Miguel no respondió. Lentamente se puso de pie y encaró a Xillen.

— ¿Por qué estás aquí?

— Ha vuelto a comenzar, amigo mío. Tan sólo quería saber si de nuevo estarías dispuesto a ir a un campo de batalla.

— ¿Conoces a esa señora? — Preguntó, ingenuo, Alberto.

— Sí, hijo. ¿Por qué no vas y alimentas a las palomas que están en la plaza?

El muchacho aceptó alegre la proposición y se alejó dando saltitos por el sendero.

— Si voy, esta vez no regresaré...

— Ello no es seguro, amigo mío.

— Sí lo es, Xillen. Y creo que será la mejor forma de irme... ¿Sabes? Nunca me interesaron los motivos profundos y sentimentales de Enrique. Después de tanto tiempo, me doy cuenta que es la única forma de vida que sé vivir. Es para lo que nací.

— Algún día veré el fin de esta conflagración y por fin el infinito será uno y el mundo vivirá en una gran paz.
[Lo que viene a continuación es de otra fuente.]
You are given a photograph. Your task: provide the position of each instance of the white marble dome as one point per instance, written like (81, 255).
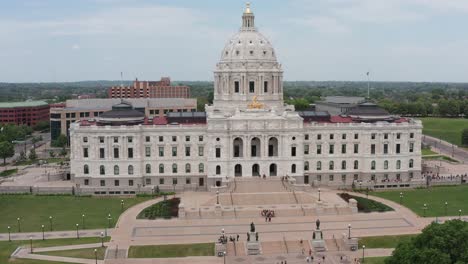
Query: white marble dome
(248, 45)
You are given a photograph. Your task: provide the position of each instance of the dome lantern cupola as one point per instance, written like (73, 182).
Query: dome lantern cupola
(248, 19)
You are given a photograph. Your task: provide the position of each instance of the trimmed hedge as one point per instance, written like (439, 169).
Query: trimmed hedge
(164, 209)
(366, 205)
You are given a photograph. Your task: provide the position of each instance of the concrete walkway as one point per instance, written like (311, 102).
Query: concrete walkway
(57, 234)
(24, 252)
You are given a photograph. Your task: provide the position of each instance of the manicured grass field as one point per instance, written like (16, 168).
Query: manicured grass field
(87, 253)
(448, 129)
(7, 248)
(427, 151)
(434, 198)
(374, 260)
(171, 251)
(66, 211)
(383, 241)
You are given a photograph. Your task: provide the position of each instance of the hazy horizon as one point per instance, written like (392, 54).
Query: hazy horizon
(320, 40)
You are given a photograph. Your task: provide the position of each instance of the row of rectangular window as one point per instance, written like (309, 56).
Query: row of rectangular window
(356, 136)
(147, 152)
(147, 139)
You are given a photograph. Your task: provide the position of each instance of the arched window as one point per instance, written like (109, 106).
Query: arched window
(273, 147)
(238, 147)
(255, 147)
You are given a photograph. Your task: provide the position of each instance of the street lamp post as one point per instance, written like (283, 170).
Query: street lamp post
(108, 221)
(102, 239)
(363, 248)
(95, 255)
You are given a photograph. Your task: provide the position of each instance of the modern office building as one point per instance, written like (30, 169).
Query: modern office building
(150, 89)
(24, 113)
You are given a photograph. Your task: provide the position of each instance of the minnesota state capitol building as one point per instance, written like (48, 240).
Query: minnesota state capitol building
(248, 131)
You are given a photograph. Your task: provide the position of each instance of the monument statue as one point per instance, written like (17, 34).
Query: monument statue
(255, 104)
(252, 227)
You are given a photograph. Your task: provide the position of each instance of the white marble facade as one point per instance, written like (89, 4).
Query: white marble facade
(237, 141)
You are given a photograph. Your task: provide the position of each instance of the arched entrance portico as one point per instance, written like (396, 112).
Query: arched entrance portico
(273, 169)
(238, 170)
(255, 170)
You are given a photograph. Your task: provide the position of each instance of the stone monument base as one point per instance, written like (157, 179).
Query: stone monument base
(253, 247)
(317, 241)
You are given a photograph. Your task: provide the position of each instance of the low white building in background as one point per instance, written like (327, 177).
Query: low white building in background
(247, 132)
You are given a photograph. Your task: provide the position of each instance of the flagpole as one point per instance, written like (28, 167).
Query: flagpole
(368, 86)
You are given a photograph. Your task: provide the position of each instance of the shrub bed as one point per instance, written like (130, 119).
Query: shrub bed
(366, 205)
(164, 209)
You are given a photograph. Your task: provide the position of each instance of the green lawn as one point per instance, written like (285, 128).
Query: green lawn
(87, 253)
(383, 241)
(7, 173)
(448, 129)
(66, 211)
(6, 248)
(434, 198)
(374, 260)
(171, 251)
(427, 151)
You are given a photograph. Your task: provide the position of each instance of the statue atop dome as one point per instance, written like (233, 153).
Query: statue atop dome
(255, 104)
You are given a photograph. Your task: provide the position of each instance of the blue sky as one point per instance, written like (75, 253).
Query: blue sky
(71, 40)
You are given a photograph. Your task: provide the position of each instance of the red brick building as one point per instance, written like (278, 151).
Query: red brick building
(24, 113)
(150, 89)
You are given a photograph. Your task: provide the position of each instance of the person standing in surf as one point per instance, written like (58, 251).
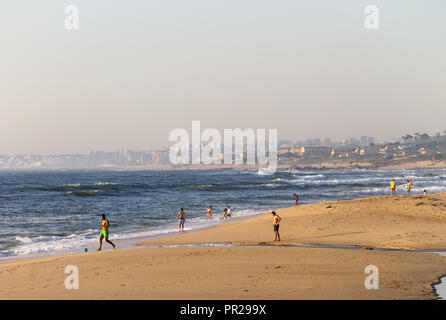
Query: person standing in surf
(393, 187)
(105, 232)
(276, 221)
(296, 199)
(229, 212)
(209, 212)
(225, 212)
(409, 186)
(181, 220)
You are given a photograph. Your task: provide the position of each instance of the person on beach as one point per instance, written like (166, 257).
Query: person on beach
(105, 232)
(409, 186)
(225, 213)
(181, 220)
(296, 199)
(393, 187)
(229, 212)
(209, 213)
(276, 221)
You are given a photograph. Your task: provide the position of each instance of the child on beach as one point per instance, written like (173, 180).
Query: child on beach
(276, 221)
(393, 187)
(104, 232)
(209, 212)
(225, 213)
(229, 212)
(181, 220)
(409, 186)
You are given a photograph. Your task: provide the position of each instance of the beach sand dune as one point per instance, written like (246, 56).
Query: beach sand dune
(261, 271)
(225, 273)
(417, 222)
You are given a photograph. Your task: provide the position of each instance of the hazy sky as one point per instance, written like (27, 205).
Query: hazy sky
(135, 70)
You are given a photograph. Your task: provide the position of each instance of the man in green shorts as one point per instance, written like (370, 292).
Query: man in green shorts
(104, 232)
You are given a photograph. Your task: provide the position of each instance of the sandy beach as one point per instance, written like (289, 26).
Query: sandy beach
(261, 271)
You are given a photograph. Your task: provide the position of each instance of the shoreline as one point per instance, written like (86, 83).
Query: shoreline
(173, 268)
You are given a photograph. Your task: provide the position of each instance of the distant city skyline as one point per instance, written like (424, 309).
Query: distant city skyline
(134, 71)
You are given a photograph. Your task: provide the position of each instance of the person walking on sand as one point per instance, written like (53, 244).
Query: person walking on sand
(276, 221)
(393, 187)
(229, 212)
(209, 213)
(181, 220)
(296, 199)
(105, 232)
(409, 186)
(225, 213)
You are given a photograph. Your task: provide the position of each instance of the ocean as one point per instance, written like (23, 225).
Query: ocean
(48, 212)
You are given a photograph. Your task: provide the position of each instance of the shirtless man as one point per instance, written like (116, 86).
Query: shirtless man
(181, 220)
(104, 232)
(225, 213)
(209, 213)
(229, 213)
(296, 199)
(276, 221)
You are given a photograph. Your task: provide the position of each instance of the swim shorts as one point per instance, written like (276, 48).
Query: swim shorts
(105, 233)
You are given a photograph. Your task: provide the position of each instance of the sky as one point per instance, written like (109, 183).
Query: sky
(136, 70)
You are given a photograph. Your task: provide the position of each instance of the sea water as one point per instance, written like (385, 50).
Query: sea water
(43, 212)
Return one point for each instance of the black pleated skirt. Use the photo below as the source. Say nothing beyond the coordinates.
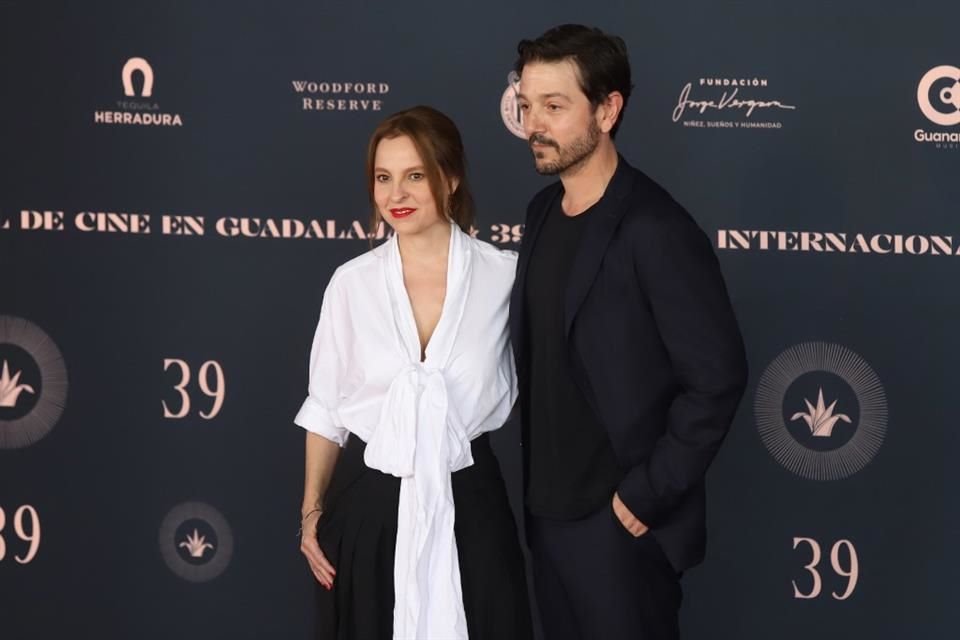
(358, 532)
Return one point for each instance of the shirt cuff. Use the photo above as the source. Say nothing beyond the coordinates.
(317, 419)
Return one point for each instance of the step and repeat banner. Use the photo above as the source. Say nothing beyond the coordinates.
(179, 181)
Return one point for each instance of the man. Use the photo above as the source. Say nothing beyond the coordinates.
(630, 360)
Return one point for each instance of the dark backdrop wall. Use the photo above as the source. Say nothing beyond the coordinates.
(164, 247)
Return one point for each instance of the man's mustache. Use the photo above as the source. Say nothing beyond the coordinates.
(538, 138)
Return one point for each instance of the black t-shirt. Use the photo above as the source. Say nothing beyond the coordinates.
(572, 467)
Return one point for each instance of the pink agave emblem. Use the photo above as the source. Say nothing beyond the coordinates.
(10, 388)
(196, 544)
(821, 419)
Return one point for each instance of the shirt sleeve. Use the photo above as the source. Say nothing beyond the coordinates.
(319, 411)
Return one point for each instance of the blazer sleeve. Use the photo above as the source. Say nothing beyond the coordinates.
(681, 278)
(319, 411)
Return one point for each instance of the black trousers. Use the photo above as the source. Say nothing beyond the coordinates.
(358, 533)
(593, 580)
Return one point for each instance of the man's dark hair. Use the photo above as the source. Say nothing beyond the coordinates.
(601, 60)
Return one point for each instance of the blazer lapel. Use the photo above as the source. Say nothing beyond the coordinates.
(597, 235)
(517, 304)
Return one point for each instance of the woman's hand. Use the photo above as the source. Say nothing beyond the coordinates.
(322, 570)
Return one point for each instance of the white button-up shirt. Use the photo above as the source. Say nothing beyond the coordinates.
(417, 418)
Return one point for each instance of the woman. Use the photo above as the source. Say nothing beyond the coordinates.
(405, 517)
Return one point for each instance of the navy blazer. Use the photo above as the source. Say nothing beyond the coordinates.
(654, 346)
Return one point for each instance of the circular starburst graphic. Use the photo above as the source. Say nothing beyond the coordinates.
(196, 542)
(33, 383)
(821, 411)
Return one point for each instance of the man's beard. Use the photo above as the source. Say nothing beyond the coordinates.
(572, 155)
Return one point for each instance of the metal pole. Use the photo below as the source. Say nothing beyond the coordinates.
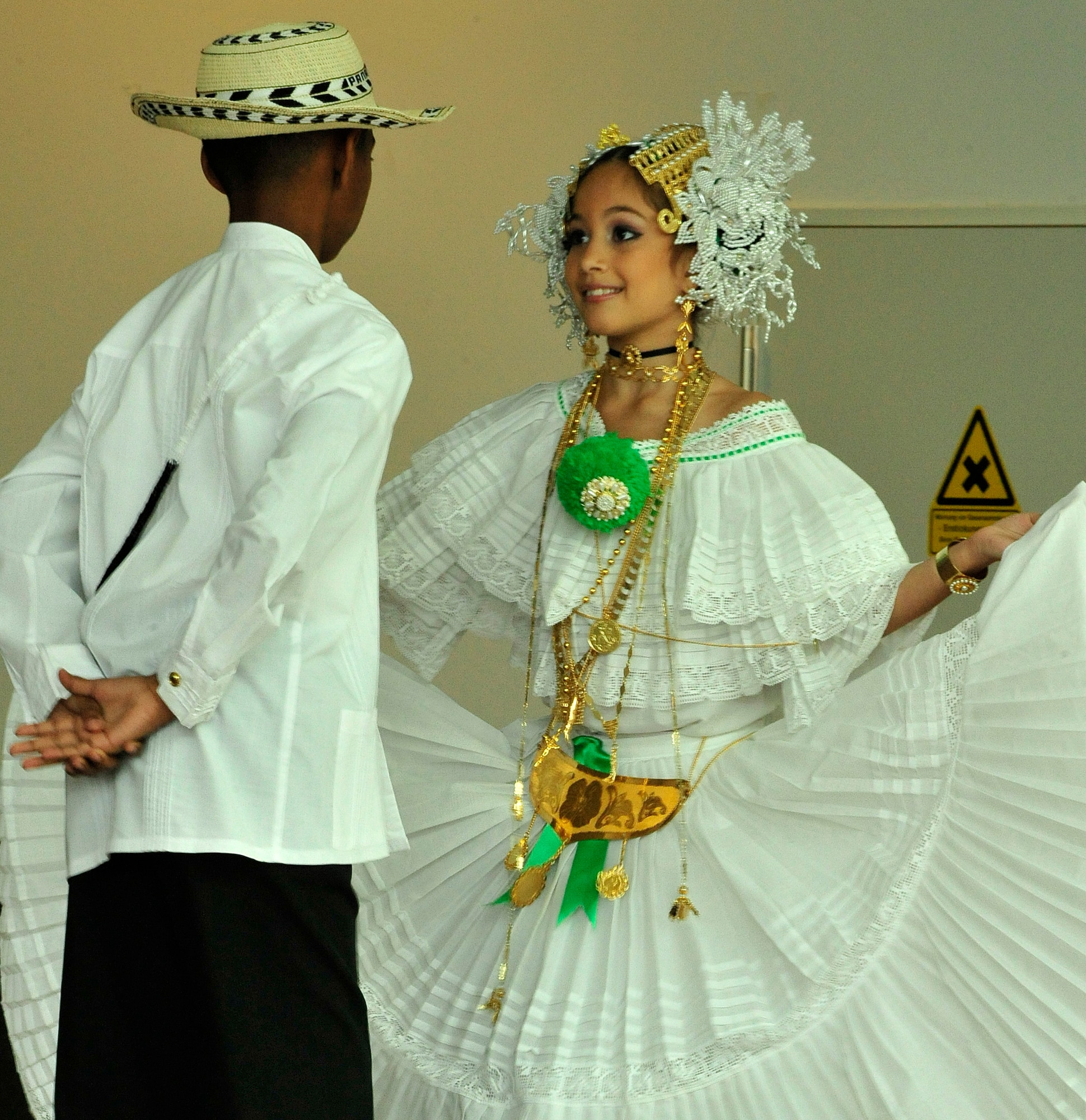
(748, 359)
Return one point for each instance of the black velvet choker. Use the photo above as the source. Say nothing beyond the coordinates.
(667, 350)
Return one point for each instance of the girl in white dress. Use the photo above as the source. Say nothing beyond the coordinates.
(720, 881)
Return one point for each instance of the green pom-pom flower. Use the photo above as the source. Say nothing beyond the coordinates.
(603, 483)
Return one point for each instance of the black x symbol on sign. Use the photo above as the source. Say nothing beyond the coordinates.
(976, 473)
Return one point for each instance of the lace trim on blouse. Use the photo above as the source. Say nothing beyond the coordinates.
(774, 542)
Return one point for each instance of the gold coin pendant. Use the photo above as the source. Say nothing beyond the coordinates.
(605, 636)
(529, 886)
(613, 883)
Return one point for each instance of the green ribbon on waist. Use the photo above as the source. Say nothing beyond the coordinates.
(591, 855)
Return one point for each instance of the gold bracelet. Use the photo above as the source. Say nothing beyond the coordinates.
(959, 583)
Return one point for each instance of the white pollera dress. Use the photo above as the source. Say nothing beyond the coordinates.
(891, 874)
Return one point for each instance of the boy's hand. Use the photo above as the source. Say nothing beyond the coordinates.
(99, 724)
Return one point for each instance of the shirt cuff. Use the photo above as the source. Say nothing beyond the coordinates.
(189, 692)
(40, 687)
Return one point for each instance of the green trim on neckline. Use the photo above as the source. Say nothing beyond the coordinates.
(724, 425)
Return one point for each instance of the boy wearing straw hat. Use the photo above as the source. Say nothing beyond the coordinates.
(189, 612)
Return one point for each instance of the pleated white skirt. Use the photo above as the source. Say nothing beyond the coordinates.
(893, 903)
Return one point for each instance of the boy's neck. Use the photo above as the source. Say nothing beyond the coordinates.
(287, 210)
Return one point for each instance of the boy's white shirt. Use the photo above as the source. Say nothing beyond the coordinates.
(256, 582)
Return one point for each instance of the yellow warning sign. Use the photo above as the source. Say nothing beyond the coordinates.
(976, 491)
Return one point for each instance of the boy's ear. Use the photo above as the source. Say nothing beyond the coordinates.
(347, 151)
(209, 174)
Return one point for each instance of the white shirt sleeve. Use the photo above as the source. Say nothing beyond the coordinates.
(42, 594)
(341, 417)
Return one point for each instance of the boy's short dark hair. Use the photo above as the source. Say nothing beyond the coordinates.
(241, 163)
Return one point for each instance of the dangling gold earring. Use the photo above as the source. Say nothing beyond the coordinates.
(686, 332)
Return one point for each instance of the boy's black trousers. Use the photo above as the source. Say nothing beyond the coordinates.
(212, 987)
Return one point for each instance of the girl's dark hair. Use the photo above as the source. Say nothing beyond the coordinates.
(653, 193)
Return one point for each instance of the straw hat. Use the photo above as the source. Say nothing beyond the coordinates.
(284, 78)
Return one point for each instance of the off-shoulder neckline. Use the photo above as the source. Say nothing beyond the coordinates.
(787, 428)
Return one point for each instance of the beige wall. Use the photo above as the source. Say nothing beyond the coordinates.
(915, 109)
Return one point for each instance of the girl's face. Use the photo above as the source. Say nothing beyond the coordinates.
(624, 272)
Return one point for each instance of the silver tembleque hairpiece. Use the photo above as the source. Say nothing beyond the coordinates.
(735, 211)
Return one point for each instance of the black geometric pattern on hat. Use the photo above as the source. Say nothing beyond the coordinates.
(149, 110)
(311, 96)
(287, 33)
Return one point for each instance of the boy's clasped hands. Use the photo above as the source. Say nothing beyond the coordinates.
(95, 729)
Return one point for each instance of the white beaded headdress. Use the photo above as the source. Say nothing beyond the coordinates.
(727, 185)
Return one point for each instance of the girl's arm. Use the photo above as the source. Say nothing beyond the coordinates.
(922, 590)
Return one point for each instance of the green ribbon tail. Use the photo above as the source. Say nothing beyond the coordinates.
(591, 856)
(581, 888)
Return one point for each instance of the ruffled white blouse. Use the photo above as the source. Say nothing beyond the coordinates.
(779, 564)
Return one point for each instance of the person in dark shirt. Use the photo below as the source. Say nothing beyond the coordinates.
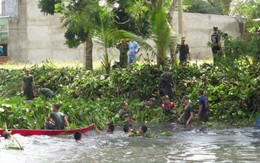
(216, 46)
(203, 112)
(183, 50)
(28, 83)
(56, 120)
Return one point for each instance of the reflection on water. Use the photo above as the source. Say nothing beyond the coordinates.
(229, 145)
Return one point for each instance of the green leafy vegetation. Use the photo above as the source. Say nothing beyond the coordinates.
(89, 97)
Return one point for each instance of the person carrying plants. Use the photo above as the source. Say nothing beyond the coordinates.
(167, 106)
(184, 52)
(133, 49)
(165, 84)
(203, 111)
(110, 129)
(56, 120)
(123, 111)
(122, 46)
(28, 83)
(48, 93)
(187, 115)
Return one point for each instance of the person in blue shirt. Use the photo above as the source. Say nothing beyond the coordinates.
(133, 49)
(203, 112)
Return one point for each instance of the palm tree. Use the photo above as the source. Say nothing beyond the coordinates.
(161, 31)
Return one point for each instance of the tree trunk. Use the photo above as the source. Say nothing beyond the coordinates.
(170, 21)
(88, 60)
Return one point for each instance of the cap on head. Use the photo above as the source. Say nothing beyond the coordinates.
(77, 135)
(166, 97)
(111, 127)
(201, 91)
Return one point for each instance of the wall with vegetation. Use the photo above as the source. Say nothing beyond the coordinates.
(34, 37)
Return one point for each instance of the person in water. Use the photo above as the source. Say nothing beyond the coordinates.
(110, 129)
(28, 84)
(167, 106)
(56, 120)
(203, 111)
(187, 115)
(123, 110)
(77, 136)
(141, 132)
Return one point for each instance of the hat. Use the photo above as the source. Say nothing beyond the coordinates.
(166, 97)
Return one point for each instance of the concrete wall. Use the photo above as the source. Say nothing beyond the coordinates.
(34, 37)
(198, 29)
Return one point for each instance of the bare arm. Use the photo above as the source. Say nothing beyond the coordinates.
(188, 121)
(199, 111)
(67, 122)
(179, 119)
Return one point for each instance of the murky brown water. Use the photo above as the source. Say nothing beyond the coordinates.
(228, 145)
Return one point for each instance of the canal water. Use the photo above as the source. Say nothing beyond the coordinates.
(192, 145)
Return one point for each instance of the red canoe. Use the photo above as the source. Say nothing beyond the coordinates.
(29, 132)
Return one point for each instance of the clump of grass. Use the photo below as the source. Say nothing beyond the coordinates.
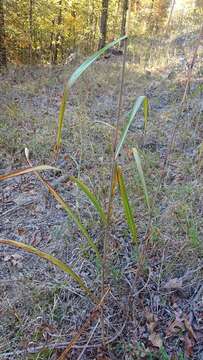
(117, 179)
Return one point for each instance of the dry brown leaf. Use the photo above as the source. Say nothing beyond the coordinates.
(155, 340)
(190, 329)
(173, 284)
(188, 346)
(174, 327)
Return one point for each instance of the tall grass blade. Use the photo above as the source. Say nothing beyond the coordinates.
(26, 171)
(61, 265)
(80, 70)
(72, 215)
(59, 199)
(126, 205)
(141, 175)
(73, 78)
(140, 100)
(91, 197)
(61, 118)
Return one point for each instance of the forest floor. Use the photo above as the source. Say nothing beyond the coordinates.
(154, 309)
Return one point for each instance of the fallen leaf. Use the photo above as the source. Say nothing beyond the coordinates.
(174, 284)
(189, 329)
(175, 327)
(188, 346)
(155, 340)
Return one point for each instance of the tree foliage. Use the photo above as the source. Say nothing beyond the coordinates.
(48, 31)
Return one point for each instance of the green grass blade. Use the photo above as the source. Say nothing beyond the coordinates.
(27, 171)
(140, 100)
(73, 78)
(80, 70)
(58, 197)
(61, 265)
(72, 215)
(61, 118)
(96, 203)
(126, 205)
(141, 175)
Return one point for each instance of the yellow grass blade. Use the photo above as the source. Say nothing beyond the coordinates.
(126, 206)
(61, 265)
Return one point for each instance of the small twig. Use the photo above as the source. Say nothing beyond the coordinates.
(111, 194)
(88, 341)
(94, 314)
(191, 66)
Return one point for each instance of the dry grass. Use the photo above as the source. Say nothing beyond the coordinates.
(38, 303)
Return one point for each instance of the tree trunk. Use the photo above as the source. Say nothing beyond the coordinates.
(3, 57)
(199, 4)
(124, 17)
(103, 24)
(56, 48)
(170, 16)
(30, 29)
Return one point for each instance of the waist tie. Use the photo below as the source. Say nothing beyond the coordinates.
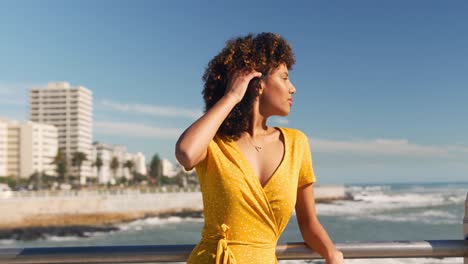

— Nunca te entendí, Xillen, y nunca fue mi intención el hacerlo. Tan sólo me limito a cumplir órdenes y seguir impulsos, así que no perdamos más tiempo en conversaciones inútiles. La decisión está tomada, y ya.

— Entonces  te veré en el campo de batalla, amigo mío. — Dijo Xillen a modo de despedida. Le lanzó una mirada especial: — Él también estará ahí. Podrás decirle lo que no quisiste hace cuarenta años… — Y se esfumó ante los ojos de Miguel.

Miguel miró un rato las tumbas, aspiró con placer el limpio aire de la mañana y muy quedo, casi sin que le escuchase ni el mismo silencio, dijo:

— Muy pronto estaré con ustedes, amigos míos. Muy pronto.

Y lentamente comenzó a caminar en dirección del parque, en busca de Alberto.